Although potent anti-HIV treatment has significantly improved the prognosis of HIV infected people, the recovery of CD4 cells depends on when treatment is started and for how long. Doctors already knew that very low CD4 counts may be associated with immune defects which are hard to correct. Those who have the lowest counts may not recover CD4 counts to the point where they can stop taking prophylactic drugs.
But the exact relationship between the lowest CD4 cell count a person has ever had, often called the CD4 nadir, and the strength of a person’s immune response after treatment is not clear. Therefore, investigators designed a study involving 84 HIV infected individuals. All were receiving HIV treatment and all had undetectable viral loads for at least three months. There was a wide range in their lowest-ever CD4 count. For this analysis researchers divided the participants into two groups: those whose lowest CD4 count was 200 cells/mm3; and, under and those whose lowest count was over 200 cells/mm3. They then compared the strength of the patient’s immune response after successful therapy in two ways: the strength of CD4 cell response to treatment and the CD8 cell response.
The researchers confirmed that there is a very significant relationship between CD4 nadirs and current CD4 counts. Those whose lowest CD4 count dropped below 200 cells/mm3 tended to have lower CD4 counts after therapy. But they also found that those with the lowest CD4 nadirs had a weaker immune response, irrespective of their post-HIV treatment CD4 count. This suggests that those people whose CD4 counts drop very low before therapy may not have their immune responses completely reconstituted, even if their CD4 cell counts recover. But the authors stress that there is no cut off value below which immune responses cannot recover and above which they can. Their results also suggest that the longer a person takes HIV therapy the stronger the immune response becomes, contradicting other studies that suggest that the CD4 count eventually reaches a plateau after five or six years of treatment.

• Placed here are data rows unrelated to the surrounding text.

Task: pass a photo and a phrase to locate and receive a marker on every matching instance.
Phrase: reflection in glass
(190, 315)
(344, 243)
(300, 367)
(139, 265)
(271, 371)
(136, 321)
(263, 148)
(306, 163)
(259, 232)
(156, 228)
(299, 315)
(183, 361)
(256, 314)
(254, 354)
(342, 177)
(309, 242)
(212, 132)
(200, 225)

So even though a low CD4 cell nadir may mean immune reponses are weaker after therapy prolonged HAART helps even in people whose CD4 counts dropped below 200 cells/mm3. These new data also suggest that those with low CD4 cell nadirs might be the most appopriate people to recruit into trials of HIV immunotherapy treatments such as therapeutic vaccines.
Siddique MA et al. Low CD4+ T cell nadir is an independent predictor of lower HIV-specific immune responses in chronically HIV-1 infected subjects receiving highly active antiretroviral therapy. J of Infect Dis,194:661-665, 2006.